Published on July 9, 2019, at 8:52 a.m.
by Gabby DiCarlo.
Food is the perfect public relations tool because it can be so representative of a culture, organization and values, just by being itself.
Your phone buzzes and you look over to see the black Netflix logo pop up on your lock screen with a new notification, “Recommended for you: ‘Anthony Bourdain, Parts Unknown.'” You don’t have to meet your friends for dinner for another hour, so you flip through to a random episode and start season 4, episode 6. Bourdain is in Iran, and you watch as he glides through the culture with ease, stopping to visit with locals in their home for a Persian meal. You wonder about experiencing this yourself, only to realize all the roadblocks that stand between you and a trip to Iran.
The episode ends, and you leave to meet friends at an Eastern fusion restaurant. After watching an episode of “Parts Unknown,” you become inspired to step past the tikka masala and order a Persian stew. Many of the ingredients are foreign to you, but you try the stew anyway. You changed your perspective and actions based on one episode of a docu-series. You allowed your thoughts and habits to be changed based on food — it’s quite interesting. Bourdain’s love for food and culture helped break down your walls, and maybe now you’ll start to love Persian food, too.

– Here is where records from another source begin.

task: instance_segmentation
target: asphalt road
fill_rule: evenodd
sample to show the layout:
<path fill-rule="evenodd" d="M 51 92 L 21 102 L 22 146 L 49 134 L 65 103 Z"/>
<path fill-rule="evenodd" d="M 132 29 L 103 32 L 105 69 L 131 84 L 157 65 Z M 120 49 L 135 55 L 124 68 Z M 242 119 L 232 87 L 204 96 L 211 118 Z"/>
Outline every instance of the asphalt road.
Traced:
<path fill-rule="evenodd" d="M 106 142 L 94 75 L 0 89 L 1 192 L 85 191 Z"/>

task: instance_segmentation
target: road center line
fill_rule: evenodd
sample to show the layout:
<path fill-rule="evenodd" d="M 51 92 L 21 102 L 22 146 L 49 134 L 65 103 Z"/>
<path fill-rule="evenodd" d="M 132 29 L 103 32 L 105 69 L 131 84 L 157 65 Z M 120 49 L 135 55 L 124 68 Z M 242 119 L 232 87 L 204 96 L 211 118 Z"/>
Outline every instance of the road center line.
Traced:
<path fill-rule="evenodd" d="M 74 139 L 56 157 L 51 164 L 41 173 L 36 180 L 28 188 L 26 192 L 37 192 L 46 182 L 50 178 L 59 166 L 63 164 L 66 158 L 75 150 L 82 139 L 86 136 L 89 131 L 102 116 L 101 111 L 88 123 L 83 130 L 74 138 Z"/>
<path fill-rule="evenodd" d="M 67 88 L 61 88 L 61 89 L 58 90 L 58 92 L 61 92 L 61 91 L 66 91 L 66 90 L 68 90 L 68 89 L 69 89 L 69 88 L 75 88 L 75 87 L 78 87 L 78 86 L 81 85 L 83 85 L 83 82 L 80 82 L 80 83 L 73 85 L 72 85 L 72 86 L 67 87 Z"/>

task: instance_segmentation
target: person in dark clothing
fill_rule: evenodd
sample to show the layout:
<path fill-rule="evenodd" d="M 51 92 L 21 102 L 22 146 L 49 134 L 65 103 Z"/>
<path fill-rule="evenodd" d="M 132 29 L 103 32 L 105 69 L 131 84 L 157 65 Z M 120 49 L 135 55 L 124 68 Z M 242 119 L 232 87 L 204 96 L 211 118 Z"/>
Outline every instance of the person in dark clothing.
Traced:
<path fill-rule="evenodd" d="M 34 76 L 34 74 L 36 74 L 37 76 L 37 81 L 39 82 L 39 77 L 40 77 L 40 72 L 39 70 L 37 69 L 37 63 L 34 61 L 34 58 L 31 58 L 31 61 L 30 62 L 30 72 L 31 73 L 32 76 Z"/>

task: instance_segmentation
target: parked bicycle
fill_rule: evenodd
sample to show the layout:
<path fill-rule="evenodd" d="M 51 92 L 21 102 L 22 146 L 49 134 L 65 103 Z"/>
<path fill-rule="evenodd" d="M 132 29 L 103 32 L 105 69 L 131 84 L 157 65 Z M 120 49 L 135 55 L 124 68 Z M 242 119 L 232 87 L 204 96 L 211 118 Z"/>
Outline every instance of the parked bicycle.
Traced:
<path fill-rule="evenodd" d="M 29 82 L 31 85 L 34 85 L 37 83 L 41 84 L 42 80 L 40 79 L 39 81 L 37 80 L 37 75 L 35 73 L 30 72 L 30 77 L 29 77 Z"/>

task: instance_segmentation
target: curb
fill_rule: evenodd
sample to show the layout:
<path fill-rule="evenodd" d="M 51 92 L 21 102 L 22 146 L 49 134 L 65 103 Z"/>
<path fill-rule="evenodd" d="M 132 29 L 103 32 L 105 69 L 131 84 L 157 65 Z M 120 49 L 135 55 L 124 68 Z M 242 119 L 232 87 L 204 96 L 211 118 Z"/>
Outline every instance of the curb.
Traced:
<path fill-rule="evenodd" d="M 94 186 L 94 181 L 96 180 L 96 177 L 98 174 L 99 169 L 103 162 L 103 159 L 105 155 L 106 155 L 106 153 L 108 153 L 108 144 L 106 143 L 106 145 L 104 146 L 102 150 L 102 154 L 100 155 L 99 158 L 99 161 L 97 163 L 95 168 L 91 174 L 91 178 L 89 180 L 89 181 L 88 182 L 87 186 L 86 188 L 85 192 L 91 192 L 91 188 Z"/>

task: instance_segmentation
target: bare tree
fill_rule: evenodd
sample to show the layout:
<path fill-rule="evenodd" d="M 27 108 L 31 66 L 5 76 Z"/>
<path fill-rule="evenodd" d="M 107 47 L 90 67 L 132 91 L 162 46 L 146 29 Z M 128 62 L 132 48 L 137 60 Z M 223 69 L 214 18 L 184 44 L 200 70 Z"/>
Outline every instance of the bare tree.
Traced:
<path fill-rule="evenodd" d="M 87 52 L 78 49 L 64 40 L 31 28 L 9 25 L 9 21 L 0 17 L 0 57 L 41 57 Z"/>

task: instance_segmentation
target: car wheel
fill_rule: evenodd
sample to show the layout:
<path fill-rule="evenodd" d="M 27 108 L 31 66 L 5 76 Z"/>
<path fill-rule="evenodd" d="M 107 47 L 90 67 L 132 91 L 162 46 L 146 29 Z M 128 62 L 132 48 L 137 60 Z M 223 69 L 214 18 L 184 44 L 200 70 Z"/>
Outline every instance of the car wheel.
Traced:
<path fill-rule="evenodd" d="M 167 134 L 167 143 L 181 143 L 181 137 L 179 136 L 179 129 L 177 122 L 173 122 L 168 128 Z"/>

The new coffee shop down the street makes the most beautiful latte art. It also sells gluten-free doughnuts from a local bakery outside of your city, a partnership cultivated out of a shared love for products and customers. You whip out your phone to snap a picture of the handcrafted latte and gluten-free doughnut for your Instagram story because you want to show the world that you are enjoying coffee on a Saturday morning. You add the location sticker of the coffee shop and tag both the bakery and coffee shop so your friends can visit their profiles and learn more about where you got this beautiful coffee and doughnut combo because it’s so heart eyes emoji.
You took it upon yourself to show off organizations and their products to those you know while serving your own needs — they just received free PR. Based on your social post, one of your followers may change coffee shops and now recommend this one to friends, all because you wanted to share its beautiful food.
Food helps to convey more than its physical purpose. Food is a vehicle for culture, ideas, passion, art and more. This makes it the ultimate representation tool. It can stand for so much, yet be so simple. Everyone loves to see “food porn” of gooey cheese pulls and a bowl of spaghetti being spun in a humongous wheel of aged parmesan. The flip side of beautiful food is that which tastes delicious, but looks — well — ugly.
Chef and restaurateur David Chang hosts “Ugly Delicious,” a Netflix docu-series highlighting ugly, yet delicious foods from around the world. Chang, accompanied by guests such as Aziz Ansari, Jimmy Kimmel, Nick Kroll and world-renowned chefs, delves into the culture and meaning behind such cuisine. Each food can show the history and love of whoever makes it, along with the cultural values, local ingredients and socio-economic status.
Food can be easily changed and framed to fit a purpose, whether it be art, sustenance or a livelihood. That’s why it’s the ultimate PR tool.